Хочется спать, ноги подгибаются, но — надо! Вот так и работали. Вот так и сейчас — за ночь Витька делает столько же, сколько все остальные за день. А в перерывах лежит, глядя в звёздное небо, и ничего ему больше в жизни не требуется…
Фрагмент о станции
На таёжных станциях говорят так: «Ну что, придёшь?». И ясно, куда, и ясно, когда. Вечером все на перроне. Приезжают даже из соседних деревень — потолкаться. Все драки начинаются тут, все свидания назначаются тут, а уж сколько ребятишек зачато в пристанционных кустах… Стоят вдоль лестницы, отмахиваются веточками от комаров, слушают байки Васьки Сухопарова, поют под две гитары: одна шестиструнная, другая — семи:
А люди, когда пьяные,
Схожи с обезьянами!
Значит, в обезьяний век
Появился человек!
Лесными тропами
Едем из Европы мы.
Англия, Америка,
Открывайте дверь!
Мы едем, едем, едем, к обезья-а-а-анам!
Кокосам, джунглям, тропикам, бананам!
И Витька тут же — «Без вас мне скучно, с вами грустно». Песни не поёт, анекдоты только слушает, по морде никому не даст, да и ему дать интересу никакого нет. Толи свой среди чужих, толи чужой среди своих. За дурачка, в общем.
Не это его манит. Он любит поезда. Нет, не подумайте, что он из тех романтиков, которым всё хочется уехать куда глаза глядят, за туманом и за запахом тайги. И тумана, и запаха тайги кругом — ешь не хочу. Нет. Главное — в ощущении тревоги, ожидания, дрожи, когда вдруг, неожиданно, но долгожданно, ворвётся в суету голос дикторши — сейчас свершится!
И вот из темноты вырывается длинный косой луч, растёт гул, неотвратимо надвигается тяжёлая, маслянисто блестящая туша электровоза, а машинист взирает с высоты своего положения на суматоху, поднявшуюся внизу, и чувствуешь: вот оно! Пришло в мир бесцельный и суетящийся нечто огромное, уверенное и целеустремленное.

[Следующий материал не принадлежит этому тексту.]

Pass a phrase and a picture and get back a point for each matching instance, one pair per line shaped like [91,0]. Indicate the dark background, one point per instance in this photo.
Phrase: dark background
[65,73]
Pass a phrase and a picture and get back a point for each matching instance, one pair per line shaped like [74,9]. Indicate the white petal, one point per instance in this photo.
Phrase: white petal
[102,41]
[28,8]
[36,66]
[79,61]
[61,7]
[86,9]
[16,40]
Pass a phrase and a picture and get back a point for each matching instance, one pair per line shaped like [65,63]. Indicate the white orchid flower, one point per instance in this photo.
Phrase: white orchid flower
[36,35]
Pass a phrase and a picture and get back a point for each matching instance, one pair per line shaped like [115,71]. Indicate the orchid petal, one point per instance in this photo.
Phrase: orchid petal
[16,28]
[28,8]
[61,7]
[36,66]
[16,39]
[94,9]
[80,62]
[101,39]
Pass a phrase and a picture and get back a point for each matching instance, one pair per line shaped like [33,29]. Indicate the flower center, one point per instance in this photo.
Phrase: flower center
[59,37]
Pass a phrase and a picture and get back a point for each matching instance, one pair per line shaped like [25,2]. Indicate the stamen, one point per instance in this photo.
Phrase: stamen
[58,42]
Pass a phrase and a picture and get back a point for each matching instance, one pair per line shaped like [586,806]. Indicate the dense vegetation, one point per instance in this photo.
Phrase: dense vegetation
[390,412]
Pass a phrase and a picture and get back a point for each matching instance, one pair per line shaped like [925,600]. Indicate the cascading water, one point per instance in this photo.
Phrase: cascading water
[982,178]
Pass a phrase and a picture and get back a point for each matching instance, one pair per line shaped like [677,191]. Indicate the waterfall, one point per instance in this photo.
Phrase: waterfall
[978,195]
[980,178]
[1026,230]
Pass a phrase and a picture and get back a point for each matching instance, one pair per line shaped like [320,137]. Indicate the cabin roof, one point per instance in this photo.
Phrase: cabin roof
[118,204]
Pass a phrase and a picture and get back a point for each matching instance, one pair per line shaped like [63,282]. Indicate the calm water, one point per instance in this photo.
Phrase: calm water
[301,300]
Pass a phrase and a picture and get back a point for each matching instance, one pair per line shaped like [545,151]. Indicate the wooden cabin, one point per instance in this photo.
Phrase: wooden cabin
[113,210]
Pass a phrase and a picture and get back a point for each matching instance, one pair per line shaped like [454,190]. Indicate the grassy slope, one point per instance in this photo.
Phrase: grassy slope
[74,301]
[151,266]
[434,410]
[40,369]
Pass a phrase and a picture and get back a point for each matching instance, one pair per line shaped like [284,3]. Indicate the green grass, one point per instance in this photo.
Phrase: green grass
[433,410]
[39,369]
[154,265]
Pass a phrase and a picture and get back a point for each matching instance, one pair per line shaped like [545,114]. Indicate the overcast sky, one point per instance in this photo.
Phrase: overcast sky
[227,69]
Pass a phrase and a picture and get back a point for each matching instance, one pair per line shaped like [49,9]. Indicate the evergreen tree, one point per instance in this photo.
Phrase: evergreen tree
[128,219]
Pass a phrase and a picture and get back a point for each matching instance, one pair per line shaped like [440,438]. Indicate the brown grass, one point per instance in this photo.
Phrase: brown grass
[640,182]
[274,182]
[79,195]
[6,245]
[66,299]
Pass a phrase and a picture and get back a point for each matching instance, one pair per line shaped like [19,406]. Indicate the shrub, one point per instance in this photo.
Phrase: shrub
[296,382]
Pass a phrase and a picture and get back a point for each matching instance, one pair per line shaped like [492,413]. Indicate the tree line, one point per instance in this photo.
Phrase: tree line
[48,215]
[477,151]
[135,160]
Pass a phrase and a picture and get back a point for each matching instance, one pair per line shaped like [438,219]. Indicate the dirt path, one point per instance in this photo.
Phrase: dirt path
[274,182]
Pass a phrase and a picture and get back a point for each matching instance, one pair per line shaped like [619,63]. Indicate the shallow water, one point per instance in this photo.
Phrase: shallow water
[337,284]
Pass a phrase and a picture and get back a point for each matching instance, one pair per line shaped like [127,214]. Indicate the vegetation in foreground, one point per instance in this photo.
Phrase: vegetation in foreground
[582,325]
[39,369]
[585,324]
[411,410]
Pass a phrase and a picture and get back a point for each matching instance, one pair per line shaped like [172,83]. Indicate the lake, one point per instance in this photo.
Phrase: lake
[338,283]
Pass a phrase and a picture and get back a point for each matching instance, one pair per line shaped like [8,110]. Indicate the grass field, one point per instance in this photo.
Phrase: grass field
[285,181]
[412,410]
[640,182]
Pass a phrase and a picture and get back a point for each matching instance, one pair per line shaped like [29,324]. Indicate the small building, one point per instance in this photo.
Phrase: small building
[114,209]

А особенно — воскресные поезда. Они привозили ему
, упрямую, вредную, рыжую, во всех отношениях замечательную. Любаша жила в интернате, а по субботам ездила домой. И вот замирал на первом пути воскресный поезд, снег по-рождественски уютно падал на ярко освещённый перрон, вокруг суетился и орал народ, в этом вареве внезапно мелькало Любашино синее пальто — и свершалось! Витька слаломом летел через толпу, хватал сумку, набитую домашней снедью (он добился этого священного права!), и впереди было полчаса блаженного уединения.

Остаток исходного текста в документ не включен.